Samuel Whittaker and Robert McKinzie, associates of Stuart, had already been tried, convicted and sentenced to hang. They had confessed their crimes and were awaiting execution when, on August 20th, Governor McDougal issued a proclamation addressed to the people and citing the committee by name. He called for all good citizens to aid the police in their attempts to stop the committee from illegally operating in the place of the regularly organized government. In normal times the citizens would have found no fault with what McDougal had to say but, after the Governor had visited the committee’s headquarters and expressed his approval of it’s actions and the good they had done, many had reason to find fault with the Governor’s statement.

The hanging of Whittaker and McKenzie

But McDougal went even further in his actions against the committee. He ordered Sheriff John C. Hayes and a large posse to appear at the offices of the committee just before dawn on August 21st and take the two prisoners by force. Temporarily out numbered there was little the committeemen could do. But the bell at the California Engine House immediately called for full attendance at vigilance headquarters. It was now Thursday morning and by the time the committee assembled Whittaker and McKinzie were safely locked in jail.

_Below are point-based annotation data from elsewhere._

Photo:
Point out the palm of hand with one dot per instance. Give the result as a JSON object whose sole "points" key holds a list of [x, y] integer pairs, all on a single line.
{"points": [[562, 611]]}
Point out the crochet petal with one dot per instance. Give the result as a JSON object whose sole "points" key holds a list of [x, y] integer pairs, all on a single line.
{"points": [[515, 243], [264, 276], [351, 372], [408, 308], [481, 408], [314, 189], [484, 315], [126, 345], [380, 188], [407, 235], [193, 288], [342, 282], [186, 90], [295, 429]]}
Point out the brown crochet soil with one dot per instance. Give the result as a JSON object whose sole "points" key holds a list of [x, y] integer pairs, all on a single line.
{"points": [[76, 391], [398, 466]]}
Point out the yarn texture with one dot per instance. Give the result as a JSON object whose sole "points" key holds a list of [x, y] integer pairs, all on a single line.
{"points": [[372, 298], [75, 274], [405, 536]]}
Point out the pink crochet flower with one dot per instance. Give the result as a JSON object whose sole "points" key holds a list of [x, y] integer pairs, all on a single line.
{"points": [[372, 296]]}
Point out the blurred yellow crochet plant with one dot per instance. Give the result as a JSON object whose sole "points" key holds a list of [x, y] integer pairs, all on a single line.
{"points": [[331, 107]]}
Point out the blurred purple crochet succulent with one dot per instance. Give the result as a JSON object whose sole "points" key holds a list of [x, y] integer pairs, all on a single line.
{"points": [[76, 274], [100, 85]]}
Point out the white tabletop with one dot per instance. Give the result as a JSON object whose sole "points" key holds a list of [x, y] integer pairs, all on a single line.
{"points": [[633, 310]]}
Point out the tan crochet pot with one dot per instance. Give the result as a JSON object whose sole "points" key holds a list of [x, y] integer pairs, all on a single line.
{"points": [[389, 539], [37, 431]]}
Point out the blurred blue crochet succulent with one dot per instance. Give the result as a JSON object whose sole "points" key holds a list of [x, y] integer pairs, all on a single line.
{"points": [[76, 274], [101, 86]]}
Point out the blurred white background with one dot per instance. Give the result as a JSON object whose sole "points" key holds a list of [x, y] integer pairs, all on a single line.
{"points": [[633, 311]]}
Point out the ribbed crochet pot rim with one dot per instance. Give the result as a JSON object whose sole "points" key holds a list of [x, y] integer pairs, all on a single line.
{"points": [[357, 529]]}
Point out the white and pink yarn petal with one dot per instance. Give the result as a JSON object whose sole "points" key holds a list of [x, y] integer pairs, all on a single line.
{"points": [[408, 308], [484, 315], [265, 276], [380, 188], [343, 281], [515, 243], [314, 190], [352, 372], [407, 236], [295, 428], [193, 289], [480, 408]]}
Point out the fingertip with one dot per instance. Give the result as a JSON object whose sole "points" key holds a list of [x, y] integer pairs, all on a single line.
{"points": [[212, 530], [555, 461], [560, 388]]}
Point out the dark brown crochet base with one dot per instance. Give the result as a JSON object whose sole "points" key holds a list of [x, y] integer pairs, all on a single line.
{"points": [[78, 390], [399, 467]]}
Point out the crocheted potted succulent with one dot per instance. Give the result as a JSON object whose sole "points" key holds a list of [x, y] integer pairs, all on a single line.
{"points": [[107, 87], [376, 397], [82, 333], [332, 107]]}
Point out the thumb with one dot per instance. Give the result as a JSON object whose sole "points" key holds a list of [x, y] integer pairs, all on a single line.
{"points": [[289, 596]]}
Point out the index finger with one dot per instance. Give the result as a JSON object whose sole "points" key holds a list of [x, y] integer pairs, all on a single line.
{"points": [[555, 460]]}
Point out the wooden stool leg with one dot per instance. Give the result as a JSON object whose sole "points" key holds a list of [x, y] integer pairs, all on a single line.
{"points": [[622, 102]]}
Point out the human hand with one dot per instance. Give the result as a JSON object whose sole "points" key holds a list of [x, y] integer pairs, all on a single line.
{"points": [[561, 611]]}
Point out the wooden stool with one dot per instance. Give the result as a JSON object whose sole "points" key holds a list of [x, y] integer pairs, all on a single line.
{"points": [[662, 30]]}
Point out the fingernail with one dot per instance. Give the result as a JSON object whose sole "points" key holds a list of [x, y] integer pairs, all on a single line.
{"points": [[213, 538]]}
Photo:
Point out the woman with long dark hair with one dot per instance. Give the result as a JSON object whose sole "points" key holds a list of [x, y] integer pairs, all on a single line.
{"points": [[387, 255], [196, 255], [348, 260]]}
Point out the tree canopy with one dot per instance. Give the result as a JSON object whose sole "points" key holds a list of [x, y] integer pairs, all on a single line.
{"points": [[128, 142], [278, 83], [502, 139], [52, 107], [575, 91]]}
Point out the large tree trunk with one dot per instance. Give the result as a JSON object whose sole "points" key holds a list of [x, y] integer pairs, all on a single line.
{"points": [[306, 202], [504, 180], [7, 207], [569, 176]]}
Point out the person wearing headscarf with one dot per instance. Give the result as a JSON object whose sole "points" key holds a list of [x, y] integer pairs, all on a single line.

The committee waited until the following Sunday. At half past two that afternoon both felons were attending religious services with the rest of the prisoners in the jail when thirty-six members of the committee forced their way into the congregation. Now the vigilantes had the upper hand, but they wanted nothing more than Whittaker and McKinzie who they threw into a coach and then headed full speed for the headquarters on Battery Street. The bell at the Monumental Engine Company began to ring and almost the entire population of San Francisco assembled along Battery Street. Over each of the two upper floor windows of the headquarters a block and tackle, used to haul supplies to the second floor, dangled from a projecting beam and within seventeen minutes the prisoners were hanging by the neck from these beams. At least six thousand residents were said to have witnessed the execution.